Desnoyers no longer cared to live in the country. For twenty years, now, he had been the head of an enormous agricultural and stock raising business, overseeing hundreds of men in the various ranches. The parcelling out of the old man’s fortune among Elena and the other legatees had considerably constricted the radius of his authority, and it angered him to see established on the neighboring lands so many foreigners, almost all Germans, who had bought of Karl. Furthermore, he was getting old, his wife’s inheritance amounted to about twenty millions of dollars, and perhaps his brother-in-law was showing the better judgment in returning to Europe.
So he leased some of the plantations, handed over the superintendence of others to those mentioned in the will who considered themselves left-handed members of the family—of which Desnoyers as the Patron received their submissive allegiance—and moved to Buenos Aires.
By this move, he was able to keep an eye on his son who continued living a dissipated life without making any headway in his engineering studies. Then, too, Chichi was now almost a woman—her robust development making her look older than she was—and it was not expedient to keep her on the estate to become a rustic senorita like her mother.
Dona Luisa had also tired of ranch life, the social triumphs of her sister making her a little restless. She was incapable of feeling jealous, but material ambitions made her anxious that her children should not bring up the rear of the procession in which the other grandchildren were cutting such a dashing figure.

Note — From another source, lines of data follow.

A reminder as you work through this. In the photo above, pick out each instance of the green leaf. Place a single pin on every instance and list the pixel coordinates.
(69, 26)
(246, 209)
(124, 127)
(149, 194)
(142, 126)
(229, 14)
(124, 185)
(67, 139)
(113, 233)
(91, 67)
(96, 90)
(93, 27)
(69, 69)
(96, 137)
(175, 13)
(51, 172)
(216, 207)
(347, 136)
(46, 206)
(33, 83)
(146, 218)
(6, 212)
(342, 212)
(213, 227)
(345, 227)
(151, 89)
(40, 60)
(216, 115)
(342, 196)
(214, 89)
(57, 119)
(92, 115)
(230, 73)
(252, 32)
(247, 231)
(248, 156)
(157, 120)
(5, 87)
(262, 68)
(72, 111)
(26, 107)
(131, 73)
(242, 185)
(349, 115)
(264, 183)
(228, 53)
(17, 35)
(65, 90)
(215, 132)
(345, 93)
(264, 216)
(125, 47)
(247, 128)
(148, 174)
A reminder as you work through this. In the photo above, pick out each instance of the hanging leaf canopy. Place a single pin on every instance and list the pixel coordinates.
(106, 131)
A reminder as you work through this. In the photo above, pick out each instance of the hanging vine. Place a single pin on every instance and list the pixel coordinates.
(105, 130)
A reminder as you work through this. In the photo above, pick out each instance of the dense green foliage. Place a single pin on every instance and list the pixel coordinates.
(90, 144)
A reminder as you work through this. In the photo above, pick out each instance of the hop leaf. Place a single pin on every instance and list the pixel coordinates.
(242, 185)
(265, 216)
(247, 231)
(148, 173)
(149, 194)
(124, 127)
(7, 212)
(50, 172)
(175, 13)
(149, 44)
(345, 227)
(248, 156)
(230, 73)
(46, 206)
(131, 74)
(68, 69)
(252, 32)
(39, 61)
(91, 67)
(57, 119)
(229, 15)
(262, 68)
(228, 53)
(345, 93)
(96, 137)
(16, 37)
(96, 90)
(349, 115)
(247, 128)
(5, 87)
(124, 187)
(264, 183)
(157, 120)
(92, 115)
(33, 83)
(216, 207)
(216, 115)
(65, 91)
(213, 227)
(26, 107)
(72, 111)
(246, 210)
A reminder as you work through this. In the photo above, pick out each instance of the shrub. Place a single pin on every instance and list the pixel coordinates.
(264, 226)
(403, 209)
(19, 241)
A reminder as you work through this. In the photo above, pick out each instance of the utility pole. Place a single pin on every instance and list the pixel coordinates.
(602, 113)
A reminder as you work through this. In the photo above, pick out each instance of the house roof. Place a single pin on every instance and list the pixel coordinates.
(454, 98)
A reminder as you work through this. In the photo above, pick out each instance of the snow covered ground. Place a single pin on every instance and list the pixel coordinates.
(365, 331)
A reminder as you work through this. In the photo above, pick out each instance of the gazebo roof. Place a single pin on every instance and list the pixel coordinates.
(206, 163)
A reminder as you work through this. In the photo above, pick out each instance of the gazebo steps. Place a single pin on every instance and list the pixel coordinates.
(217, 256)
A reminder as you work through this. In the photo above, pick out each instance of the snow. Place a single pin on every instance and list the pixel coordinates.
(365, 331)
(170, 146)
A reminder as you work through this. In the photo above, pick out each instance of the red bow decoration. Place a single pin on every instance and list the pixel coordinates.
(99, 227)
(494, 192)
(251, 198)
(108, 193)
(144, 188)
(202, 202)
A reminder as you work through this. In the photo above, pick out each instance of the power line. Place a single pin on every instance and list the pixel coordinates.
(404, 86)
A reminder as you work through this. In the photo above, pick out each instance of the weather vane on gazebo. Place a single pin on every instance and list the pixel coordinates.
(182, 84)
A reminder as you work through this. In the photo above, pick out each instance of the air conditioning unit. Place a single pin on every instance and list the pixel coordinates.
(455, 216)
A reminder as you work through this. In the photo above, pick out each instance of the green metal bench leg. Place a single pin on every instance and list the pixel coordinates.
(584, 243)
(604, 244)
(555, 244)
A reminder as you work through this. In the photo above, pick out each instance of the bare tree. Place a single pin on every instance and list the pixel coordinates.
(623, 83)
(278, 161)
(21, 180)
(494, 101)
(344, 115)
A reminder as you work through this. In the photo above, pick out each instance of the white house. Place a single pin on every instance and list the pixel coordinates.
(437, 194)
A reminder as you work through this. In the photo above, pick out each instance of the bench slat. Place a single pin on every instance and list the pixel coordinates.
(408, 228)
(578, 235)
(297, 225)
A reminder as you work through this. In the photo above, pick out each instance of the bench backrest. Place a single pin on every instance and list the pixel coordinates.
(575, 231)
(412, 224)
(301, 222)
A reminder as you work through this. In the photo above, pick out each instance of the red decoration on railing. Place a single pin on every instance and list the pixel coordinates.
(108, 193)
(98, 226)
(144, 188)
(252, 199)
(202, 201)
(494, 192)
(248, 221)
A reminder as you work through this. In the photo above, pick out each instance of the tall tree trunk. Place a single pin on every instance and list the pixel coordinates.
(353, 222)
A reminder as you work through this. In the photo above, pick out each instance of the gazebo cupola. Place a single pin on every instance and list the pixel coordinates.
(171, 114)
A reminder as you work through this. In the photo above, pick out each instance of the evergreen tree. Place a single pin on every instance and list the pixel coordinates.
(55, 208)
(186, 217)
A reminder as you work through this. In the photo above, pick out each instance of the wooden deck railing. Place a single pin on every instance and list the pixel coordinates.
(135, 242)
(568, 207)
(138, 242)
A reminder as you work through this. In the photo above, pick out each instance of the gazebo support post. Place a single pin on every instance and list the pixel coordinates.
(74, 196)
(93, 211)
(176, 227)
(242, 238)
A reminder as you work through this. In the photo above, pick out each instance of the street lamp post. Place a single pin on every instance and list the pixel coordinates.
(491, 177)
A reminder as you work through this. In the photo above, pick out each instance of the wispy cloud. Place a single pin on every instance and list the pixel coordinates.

During the year, most wonderful reports from Germany were finding their way to the Desnoyers home in the Capital. “The aunt from Berlin,” as the children called her, kept sending long letters filled with accounts of dances, dinners, hunting parties and titles—many high-sounding and military titles;—“our brother, the Colonel,” “our cousin, the Baron,” “our uncle, the Intimate Councillor,” “our great-uncle, the Truly Intimate.” All the extravagances of the German social ladder, which incessantly manufactures new titles in order to satisfy the thirst for honors of a people divided into castes, were enumerated with delight by the old Romantica. She even mentioned her husband’s secretary (a nobody) who, through working in the public offices, had acquired the title of Rechnungarath, Councillor of Calculations. She also referred with much pride to the retired Oberpedell which she had in her house, explaining that that meant “Superior Porter.”
The news about her children was no less glorious. The oldest was the wise one of the family. He was devoted to philology and the historical sciences, but his sight was growing weaker all the time because of his omnivorous reading. Soon he would be a Doctor, and before he was thirty, a Herr Professor. The mother lamented that he had not military aspirations, considering that his tastes had somewhat distorted the lofty destinies of the family. Professorships, sciences and literature were more properly the perquisites of the Jews, unable, because of their race, to obtain preferment in the army; but she was trying to console herself by keeping in mind that a celebrated professor could, in time, acquire a social rank almost equal to that of a colonel.